What Can We Learn From Systems Engineering Failures?

In the world of Silicon Valley startups, failure is a state which, if not cherished, is at least celebrated. “Fail early, fail often” is the startup mantra. There’s even an event where you can commiserate with other losers: the annual FailCon event. The key is, to fail quickly and at low cost.

So what happens when you fail slowly, with mounting costs, escalations, gnashing of teeth, and rounds of finger pointing? Let’s examine two well-publicized failures and, on a much smaller scale, my own personal nightmare—my first job out of MBA school—and see what lessons can be learned.

Case # 1: The FBI virtual case file

The Federal Bureau of Investigation (FBI) Virtual Case File (VCF) project, published by SEBOK, is a near-perfect example of doing systems engineering the wrong way.

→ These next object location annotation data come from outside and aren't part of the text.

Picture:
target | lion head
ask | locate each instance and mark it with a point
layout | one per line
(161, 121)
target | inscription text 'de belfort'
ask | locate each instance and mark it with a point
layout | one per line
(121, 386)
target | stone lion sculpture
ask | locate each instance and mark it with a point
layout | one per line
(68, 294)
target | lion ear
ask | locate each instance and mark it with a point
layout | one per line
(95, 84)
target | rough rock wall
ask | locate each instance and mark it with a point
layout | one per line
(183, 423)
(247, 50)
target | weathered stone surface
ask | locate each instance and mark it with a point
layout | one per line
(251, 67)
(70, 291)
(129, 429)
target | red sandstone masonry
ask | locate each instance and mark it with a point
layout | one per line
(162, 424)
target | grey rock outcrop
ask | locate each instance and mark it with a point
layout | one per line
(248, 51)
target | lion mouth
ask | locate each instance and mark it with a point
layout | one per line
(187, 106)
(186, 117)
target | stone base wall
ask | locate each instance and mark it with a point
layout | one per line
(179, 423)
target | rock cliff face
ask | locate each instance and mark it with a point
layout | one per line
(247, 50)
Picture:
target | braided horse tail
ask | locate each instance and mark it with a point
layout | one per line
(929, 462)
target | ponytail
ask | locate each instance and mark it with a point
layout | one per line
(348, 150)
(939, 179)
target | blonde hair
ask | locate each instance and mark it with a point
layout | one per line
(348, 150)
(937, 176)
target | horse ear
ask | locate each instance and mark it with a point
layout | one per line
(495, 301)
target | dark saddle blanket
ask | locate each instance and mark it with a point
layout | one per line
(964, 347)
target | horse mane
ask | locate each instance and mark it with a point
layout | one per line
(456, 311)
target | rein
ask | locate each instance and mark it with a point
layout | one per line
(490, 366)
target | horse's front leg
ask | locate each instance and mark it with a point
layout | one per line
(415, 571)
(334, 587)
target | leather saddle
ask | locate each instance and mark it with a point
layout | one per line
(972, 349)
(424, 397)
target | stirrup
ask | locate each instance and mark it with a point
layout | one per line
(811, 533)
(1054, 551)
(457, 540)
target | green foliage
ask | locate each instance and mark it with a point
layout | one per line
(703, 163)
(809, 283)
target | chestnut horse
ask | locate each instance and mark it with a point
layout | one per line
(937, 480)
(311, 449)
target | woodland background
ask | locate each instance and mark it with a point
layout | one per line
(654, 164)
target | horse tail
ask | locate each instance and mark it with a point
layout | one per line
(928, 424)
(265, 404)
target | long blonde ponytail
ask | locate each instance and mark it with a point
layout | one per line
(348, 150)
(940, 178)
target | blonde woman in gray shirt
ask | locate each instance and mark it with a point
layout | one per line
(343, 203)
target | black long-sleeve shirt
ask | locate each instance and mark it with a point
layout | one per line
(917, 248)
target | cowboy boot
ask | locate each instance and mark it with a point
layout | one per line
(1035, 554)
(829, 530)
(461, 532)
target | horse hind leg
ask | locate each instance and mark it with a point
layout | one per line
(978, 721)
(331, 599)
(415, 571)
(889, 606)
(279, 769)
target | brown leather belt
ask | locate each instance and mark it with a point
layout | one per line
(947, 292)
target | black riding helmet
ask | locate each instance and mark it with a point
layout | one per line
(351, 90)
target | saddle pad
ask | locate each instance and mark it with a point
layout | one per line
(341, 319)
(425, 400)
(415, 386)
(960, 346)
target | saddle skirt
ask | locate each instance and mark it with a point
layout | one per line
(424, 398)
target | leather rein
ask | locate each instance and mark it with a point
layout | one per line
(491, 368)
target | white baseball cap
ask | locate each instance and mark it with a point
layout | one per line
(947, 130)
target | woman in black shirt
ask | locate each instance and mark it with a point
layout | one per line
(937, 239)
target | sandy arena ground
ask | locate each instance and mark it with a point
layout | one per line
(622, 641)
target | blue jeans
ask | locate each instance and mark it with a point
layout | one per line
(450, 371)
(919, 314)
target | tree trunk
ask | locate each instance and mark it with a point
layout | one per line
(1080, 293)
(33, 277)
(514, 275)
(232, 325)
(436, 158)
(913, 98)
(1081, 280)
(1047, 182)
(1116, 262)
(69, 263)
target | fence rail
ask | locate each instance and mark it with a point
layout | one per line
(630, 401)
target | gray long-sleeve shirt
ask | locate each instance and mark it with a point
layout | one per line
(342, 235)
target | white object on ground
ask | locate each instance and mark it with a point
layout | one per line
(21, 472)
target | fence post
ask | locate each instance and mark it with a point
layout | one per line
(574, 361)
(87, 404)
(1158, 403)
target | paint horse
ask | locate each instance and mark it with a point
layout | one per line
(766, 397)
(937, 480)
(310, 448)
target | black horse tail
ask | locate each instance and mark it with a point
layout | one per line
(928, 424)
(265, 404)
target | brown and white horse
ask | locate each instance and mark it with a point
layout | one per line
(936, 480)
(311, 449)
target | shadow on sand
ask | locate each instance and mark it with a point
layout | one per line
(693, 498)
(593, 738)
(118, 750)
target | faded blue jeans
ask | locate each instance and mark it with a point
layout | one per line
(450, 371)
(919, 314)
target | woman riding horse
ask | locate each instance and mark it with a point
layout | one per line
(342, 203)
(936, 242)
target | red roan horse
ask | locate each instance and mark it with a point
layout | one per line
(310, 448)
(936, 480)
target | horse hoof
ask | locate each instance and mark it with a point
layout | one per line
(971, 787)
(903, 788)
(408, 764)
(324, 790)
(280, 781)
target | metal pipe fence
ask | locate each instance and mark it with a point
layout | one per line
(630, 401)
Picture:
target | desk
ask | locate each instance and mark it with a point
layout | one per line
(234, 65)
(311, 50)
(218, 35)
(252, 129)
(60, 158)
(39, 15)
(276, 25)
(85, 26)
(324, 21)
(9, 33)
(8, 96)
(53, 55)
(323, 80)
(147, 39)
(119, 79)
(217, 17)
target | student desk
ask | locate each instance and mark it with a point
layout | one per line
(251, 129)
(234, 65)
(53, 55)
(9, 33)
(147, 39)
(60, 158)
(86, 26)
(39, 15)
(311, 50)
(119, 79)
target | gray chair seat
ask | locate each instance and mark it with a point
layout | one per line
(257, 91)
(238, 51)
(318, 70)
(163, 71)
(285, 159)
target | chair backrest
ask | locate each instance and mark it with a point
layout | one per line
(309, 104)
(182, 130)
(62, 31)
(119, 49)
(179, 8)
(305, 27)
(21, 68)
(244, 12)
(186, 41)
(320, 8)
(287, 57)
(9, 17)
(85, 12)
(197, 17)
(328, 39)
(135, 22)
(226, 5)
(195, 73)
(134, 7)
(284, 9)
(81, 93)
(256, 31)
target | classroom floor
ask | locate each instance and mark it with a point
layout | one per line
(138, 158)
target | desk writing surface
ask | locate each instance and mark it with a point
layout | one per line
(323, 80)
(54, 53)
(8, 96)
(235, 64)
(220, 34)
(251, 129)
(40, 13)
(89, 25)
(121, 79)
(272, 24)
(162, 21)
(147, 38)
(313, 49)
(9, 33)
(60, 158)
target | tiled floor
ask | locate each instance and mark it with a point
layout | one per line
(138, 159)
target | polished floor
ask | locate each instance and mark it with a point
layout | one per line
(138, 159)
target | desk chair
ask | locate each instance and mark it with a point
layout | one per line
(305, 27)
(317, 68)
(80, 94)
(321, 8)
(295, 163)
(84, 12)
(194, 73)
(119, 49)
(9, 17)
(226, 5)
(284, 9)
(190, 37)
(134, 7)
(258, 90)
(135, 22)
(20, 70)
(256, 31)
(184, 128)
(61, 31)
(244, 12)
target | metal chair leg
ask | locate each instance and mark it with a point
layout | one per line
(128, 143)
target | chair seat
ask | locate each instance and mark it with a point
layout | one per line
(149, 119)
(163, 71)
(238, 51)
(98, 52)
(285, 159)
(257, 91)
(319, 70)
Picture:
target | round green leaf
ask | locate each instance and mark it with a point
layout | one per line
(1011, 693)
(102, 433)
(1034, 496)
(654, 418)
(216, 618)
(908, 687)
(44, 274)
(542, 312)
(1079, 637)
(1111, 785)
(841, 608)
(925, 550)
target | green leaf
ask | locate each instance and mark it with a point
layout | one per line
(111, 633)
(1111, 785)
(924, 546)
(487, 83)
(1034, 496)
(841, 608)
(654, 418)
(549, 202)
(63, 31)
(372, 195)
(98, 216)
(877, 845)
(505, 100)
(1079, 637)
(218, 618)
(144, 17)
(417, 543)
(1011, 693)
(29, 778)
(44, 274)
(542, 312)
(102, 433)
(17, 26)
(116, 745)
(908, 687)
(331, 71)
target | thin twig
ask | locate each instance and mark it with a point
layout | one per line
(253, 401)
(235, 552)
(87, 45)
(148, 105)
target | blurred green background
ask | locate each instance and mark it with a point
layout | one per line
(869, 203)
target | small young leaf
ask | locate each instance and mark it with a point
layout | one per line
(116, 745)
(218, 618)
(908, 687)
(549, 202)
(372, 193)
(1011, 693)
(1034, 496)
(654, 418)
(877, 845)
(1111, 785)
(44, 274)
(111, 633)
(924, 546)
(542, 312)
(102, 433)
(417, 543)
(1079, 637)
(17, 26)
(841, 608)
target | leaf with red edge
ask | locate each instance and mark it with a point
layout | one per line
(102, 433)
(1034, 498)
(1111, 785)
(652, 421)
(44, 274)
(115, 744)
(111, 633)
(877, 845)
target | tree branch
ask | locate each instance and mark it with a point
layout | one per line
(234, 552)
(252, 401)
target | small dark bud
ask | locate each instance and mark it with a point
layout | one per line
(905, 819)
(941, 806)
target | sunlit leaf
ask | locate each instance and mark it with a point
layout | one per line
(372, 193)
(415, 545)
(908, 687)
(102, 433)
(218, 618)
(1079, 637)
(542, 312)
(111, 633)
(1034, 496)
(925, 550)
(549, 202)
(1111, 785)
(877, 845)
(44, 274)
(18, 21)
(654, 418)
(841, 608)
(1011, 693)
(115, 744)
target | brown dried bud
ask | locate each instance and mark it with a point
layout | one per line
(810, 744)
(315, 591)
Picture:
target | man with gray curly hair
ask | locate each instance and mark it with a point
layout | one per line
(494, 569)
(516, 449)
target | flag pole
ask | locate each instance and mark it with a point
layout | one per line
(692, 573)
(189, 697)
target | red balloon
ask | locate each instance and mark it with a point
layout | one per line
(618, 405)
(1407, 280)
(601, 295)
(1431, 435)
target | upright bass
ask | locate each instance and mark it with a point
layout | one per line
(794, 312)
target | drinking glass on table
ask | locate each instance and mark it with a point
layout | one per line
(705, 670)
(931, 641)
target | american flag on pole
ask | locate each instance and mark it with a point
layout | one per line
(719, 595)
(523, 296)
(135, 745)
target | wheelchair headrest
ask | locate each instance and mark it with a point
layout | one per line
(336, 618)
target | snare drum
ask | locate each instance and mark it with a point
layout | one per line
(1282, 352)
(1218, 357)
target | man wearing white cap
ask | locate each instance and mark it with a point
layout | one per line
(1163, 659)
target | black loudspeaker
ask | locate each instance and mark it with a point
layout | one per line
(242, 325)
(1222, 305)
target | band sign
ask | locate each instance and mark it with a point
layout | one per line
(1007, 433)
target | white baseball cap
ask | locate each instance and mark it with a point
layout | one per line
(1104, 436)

Initiated in 2000 in order to deliver a secure Intranet and update the FBI’s antiquated case management system, the project was abandoned five years and $170 million later.

This case study has every excuse for not doing systems engineering the right way: There was no time to develop formal requirements. Scheduling focused on what was desired, not what was possible. The new FBI Intranet was specified with little understanding of the network traffic that would result from information sharing. By early 2003, the FBI began to realize how taxing the network traffic would be once all 22,000 users came online.

By the time the project was canceled, the lead contractor had amassed 700,000 lines of software based upon an incomplete set of requirements that were documented in an 800-page document.

Case # 2: The Hubble telescope

Today, the Hubble telescope is an engineering marvel, churning out 814 gigabytes of high-resolution photos per month that are expanding our insight into the universe. But it wasn’t always that way. When the Hubble launched in 1990 it quickly became apparent that something was very wrong with the 13 year, $1.5 billion project.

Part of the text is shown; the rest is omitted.